Reputation: 1623
how to get the average of two columns of a data table using dplyr? For example, if my data if like below:
dt <- data.table(A=1:5, B=c(1,4,NA,6,8))
I want to create a new column "Avg" which is the mean of column A and B for each row:
dt %>% mutate(Avg=mean(c(A, B), na.rm=T))
But this code does not give me the correct result. How to do this? Thank you very much.
Upvotes: 12
Views: 26585
Reputation: 887951
As the initial dataset is data.table
, we could use data.table
methods
dt[, Avg:= mean(unlist(.SD), na.rm=TRUE) , .1:nrow(dt)]
dt
# A B Avg
#1: 1 1 1.0
#2: 2 4 3.0
#3: 3 NA 3.0
#4: 4 6 5.0
#5: 5 8 6.5
Upvotes: 1
Reputation: 7469
If you want to use dplyr to achieve this, I would suggest using the function rowwise()
:
R> library(dplyr)
R> dt <- data.table(A=1:5, B=c(1,4,NA,6,8))

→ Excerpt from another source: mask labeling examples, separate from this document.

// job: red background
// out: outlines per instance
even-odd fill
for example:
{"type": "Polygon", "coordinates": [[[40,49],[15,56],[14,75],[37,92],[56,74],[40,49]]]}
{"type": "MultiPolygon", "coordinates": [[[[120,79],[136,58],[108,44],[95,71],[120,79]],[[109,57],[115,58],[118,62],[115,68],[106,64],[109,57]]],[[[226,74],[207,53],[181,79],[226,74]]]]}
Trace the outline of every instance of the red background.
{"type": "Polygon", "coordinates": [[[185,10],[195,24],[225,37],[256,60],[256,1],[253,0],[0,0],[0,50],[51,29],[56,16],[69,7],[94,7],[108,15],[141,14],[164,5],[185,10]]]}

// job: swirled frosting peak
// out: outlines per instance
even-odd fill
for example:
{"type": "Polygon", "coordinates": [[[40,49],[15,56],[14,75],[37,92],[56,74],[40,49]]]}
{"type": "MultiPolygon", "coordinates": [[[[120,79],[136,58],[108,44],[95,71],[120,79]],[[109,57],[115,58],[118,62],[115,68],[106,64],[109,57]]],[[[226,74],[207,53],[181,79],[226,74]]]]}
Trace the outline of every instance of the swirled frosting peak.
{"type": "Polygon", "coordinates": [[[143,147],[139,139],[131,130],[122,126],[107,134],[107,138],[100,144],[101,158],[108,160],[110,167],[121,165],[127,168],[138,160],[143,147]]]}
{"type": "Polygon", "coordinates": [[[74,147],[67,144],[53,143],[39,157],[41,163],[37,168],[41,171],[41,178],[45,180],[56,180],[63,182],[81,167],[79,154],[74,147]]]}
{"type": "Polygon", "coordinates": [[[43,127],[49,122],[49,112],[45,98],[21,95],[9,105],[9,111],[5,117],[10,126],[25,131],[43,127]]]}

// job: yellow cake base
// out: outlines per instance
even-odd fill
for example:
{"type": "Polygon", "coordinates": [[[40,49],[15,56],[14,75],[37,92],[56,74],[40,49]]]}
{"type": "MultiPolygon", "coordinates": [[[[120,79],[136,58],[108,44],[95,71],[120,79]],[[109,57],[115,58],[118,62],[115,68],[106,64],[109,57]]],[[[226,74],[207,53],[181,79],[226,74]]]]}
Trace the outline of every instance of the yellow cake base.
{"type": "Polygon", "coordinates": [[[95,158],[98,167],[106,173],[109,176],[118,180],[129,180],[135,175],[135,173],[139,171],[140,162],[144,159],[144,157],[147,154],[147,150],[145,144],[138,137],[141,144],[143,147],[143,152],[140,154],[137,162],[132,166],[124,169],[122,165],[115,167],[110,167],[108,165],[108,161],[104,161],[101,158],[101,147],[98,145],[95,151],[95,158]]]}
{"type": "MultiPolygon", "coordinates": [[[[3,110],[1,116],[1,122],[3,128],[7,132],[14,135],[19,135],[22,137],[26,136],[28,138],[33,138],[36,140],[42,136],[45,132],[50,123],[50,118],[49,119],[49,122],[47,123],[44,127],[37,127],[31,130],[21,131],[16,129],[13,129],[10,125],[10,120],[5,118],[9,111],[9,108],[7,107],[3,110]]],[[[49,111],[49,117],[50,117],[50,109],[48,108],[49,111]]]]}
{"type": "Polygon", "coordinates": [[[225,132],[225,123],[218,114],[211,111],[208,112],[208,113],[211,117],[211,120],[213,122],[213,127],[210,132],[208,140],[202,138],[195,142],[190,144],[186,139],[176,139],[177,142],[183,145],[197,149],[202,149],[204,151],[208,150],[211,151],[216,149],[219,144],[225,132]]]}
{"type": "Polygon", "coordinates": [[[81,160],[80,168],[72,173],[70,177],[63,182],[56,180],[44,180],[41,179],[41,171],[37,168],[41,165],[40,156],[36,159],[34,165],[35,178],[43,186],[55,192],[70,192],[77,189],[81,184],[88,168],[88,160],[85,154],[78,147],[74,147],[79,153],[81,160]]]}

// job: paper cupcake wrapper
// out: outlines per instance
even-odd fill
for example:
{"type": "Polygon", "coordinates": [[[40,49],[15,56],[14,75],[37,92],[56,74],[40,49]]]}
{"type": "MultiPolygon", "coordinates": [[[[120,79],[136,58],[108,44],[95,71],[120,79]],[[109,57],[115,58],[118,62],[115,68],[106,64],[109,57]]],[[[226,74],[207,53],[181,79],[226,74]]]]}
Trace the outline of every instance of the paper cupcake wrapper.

R> j <- dt %>% rowwise() %>% mutate(Avg=mean(c(A, B), na.rm=T))
R> j
Source: local data frame [5 x 3]
Groups: <by row>
A B Avg
(int) (dbl) (dbl)
1 1 1 1.0
2 2 4 3.0
3 3 NA 3.0
4 4 6 5.0
5 5 8 6.5
Upvotes: 28
Reputation: 206596
How about
dt %>% mutate(Avg=rowMeans(cbind(A, B), na.rm=T))
mean
is not vectorized. It collapse all inputs to a single value. If you make a matrix with cbind()
, you can use rowMeans
to do the trick.
Upvotes: 21